The figure 2B showcases the site in which the expierment looks at the 137 Cs tracer as it is transported in the the North Pacific Gyre. In this study, we saw that the Kuroshipo current transported the plume from Fukushima Northward until it was then transported to the eastern Pacific via the Northern Pacific Current (NPC). From there it traveled east until it came upon a bifucation zone, where the ocean currents diverged into the poleward Alaska Current and the equatorial flowing California Current. The figure highlights this bifuication point of the tracer transport. What the researchers abserved is that the eastern flow of the NCP showed higher concentrations of the 137Cs tracer, and had conditions that promoted surface water mixing, but as water moved more towards the coast the concentration of 137Cs tracer drops off signifigantly and surface water mixing comes to a minimum. Overall it is a picture of the gradient of the relationship between tracer [137Cs] and surface water mixing. Expierments like these are important for scientist to look at the reality of net transport in grye circulation, and the relationship transport might have with downwelling, upwelling, and seasonal variation. The true fruit of collecting this raw data is to be able to calibrate models so that their outputs can be refined boosting reliability in forcasting, prediction modeling, and refine the growing field of using machine learning modles to locate patterns in these data sets.

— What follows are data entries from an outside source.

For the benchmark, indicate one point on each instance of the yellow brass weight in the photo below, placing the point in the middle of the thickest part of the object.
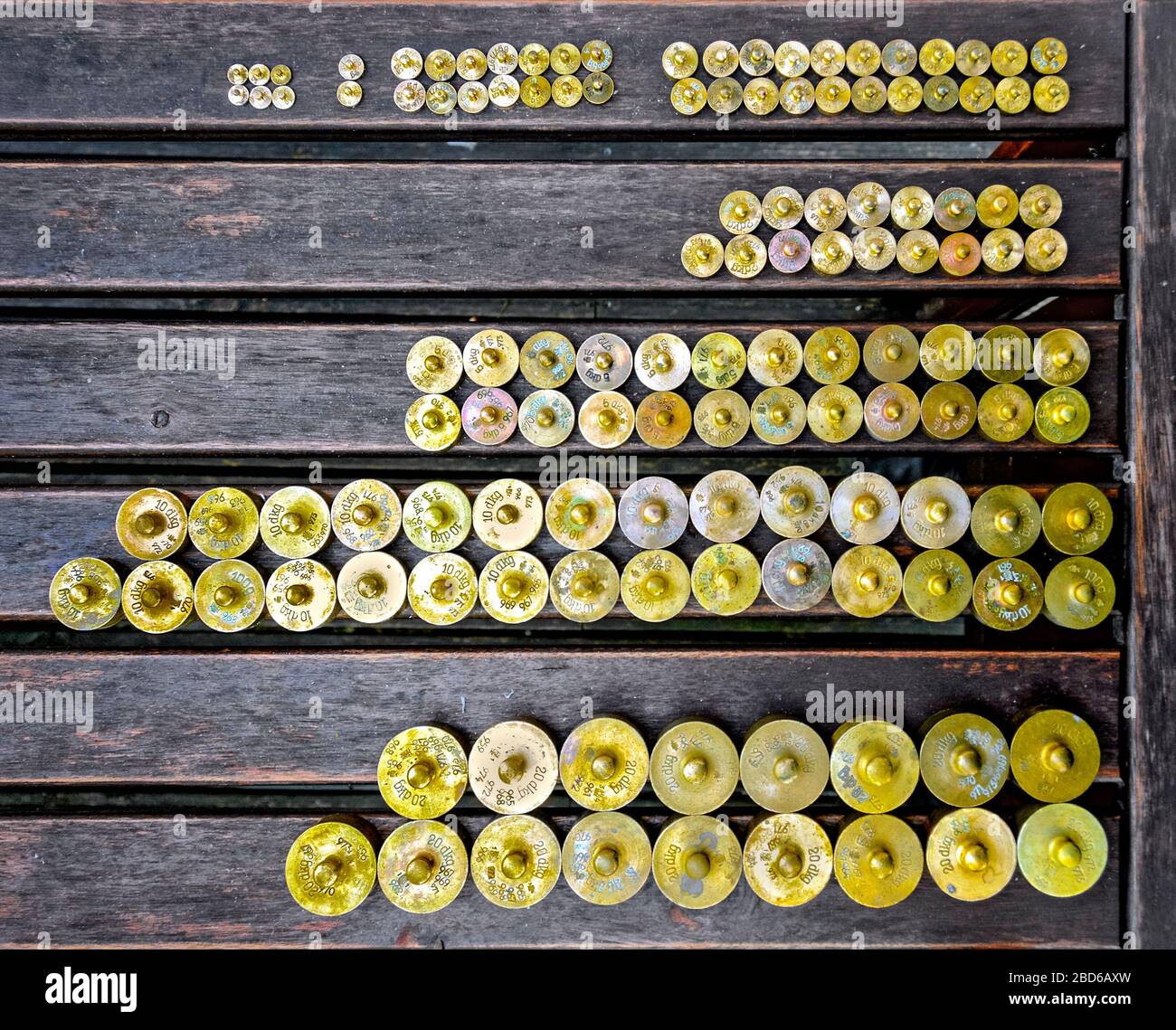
(434, 364)
(935, 512)
(603, 763)
(964, 759)
(223, 522)
(516, 861)
(332, 866)
(365, 515)
(877, 861)
(694, 767)
(972, 854)
(152, 524)
(157, 596)
(697, 861)
(787, 860)
(490, 357)
(1055, 755)
(655, 586)
(726, 579)
(433, 422)
(513, 587)
(301, 595)
(422, 865)
(607, 857)
(580, 514)
(873, 766)
(442, 588)
(865, 508)
(1080, 592)
(507, 514)
(1061, 849)
(230, 595)
(295, 522)
(1008, 594)
(784, 764)
(937, 584)
(372, 587)
(1006, 521)
(794, 501)
(725, 506)
(438, 516)
(584, 586)
(1076, 519)
(422, 772)
(513, 767)
(86, 594)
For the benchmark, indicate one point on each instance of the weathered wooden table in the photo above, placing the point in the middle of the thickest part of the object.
(137, 201)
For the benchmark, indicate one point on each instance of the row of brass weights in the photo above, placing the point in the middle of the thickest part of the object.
(775, 357)
(584, 586)
(697, 861)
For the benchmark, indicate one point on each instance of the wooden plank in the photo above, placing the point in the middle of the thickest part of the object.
(342, 390)
(1152, 449)
(365, 227)
(42, 529)
(222, 884)
(183, 50)
(245, 717)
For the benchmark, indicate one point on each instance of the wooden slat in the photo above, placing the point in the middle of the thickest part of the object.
(142, 62)
(431, 228)
(1151, 677)
(42, 529)
(243, 717)
(125, 882)
(342, 388)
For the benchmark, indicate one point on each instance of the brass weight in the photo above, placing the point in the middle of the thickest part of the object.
(1055, 755)
(422, 772)
(223, 522)
(873, 766)
(607, 857)
(603, 763)
(332, 866)
(513, 767)
(157, 596)
(784, 764)
(693, 767)
(972, 854)
(86, 594)
(516, 861)
(584, 586)
(787, 860)
(422, 865)
(230, 595)
(877, 861)
(1061, 849)
(964, 759)
(697, 861)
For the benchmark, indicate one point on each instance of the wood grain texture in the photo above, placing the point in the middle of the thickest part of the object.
(502, 228)
(128, 882)
(42, 529)
(243, 717)
(1152, 373)
(341, 390)
(181, 52)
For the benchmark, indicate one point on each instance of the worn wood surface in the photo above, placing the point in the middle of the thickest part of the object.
(141, 63)
(1152, 373)
(243, 717)
(42, 529)
(124, 881)
(506, 228)
(351, 392)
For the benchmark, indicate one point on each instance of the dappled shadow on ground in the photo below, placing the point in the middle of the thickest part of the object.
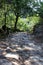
(21, 49)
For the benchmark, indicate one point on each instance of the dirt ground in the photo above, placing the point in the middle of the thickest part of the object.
(21, 49)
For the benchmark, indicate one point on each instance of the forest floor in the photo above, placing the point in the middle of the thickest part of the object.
(21, 49)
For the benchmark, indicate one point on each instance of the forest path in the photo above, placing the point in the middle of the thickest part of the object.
(21, 49)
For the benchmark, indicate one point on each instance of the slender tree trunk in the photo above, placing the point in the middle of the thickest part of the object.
(15, 27)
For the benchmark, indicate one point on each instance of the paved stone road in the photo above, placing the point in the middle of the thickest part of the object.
(21, 49)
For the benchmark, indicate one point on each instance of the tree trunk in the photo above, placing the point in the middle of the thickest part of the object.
(15, 27)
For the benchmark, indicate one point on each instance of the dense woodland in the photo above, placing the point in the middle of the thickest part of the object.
(21, 32)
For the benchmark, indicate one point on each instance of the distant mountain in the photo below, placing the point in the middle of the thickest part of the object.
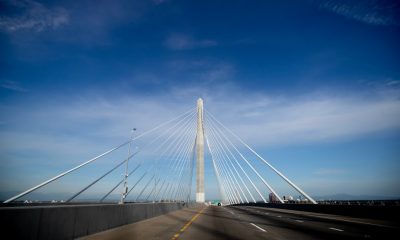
(344, 196)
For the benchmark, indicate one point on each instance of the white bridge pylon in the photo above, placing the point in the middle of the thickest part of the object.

Ultimately what drives gyre circulation is a few things: atmospheric pressure systems, wind, friciton, and the Earth's roation. The Earth's atmospheric pressure systems are mostly relevant to variables concerning the wind. High pressure systems exist near the equator and Low pressure systems exist near the poles. These pressure systems ultimately dictate the strength, direction and length of these winds. Then the winds push against the sufrace waters moving them in the direction they push. The fricitonal forces make it so the surface current drags the subsequence currents beneath it along with it. However, this is not so striaght foward. Both the wind and the currents are impacted by the rotation of the earth creating what is known as the Coriolis Effect. The Coriolis Effect refacts the winds that move the water at that refacted direction but then the currents themselves are subjected to that same effect creating additional refraction. This makes it that surface currents are transported 45 degrees from wind direction and subsequent currents are refracted around 90 degrees. This is whats known as the Ekman Spiral. This spiraling happens at all points in which strong winds move the surface waters, creating a seires of currents that refract in such a way that (in the Norther hemisphere) move in a clock wise fasion. This happens reversly in the Southern Hemisphere.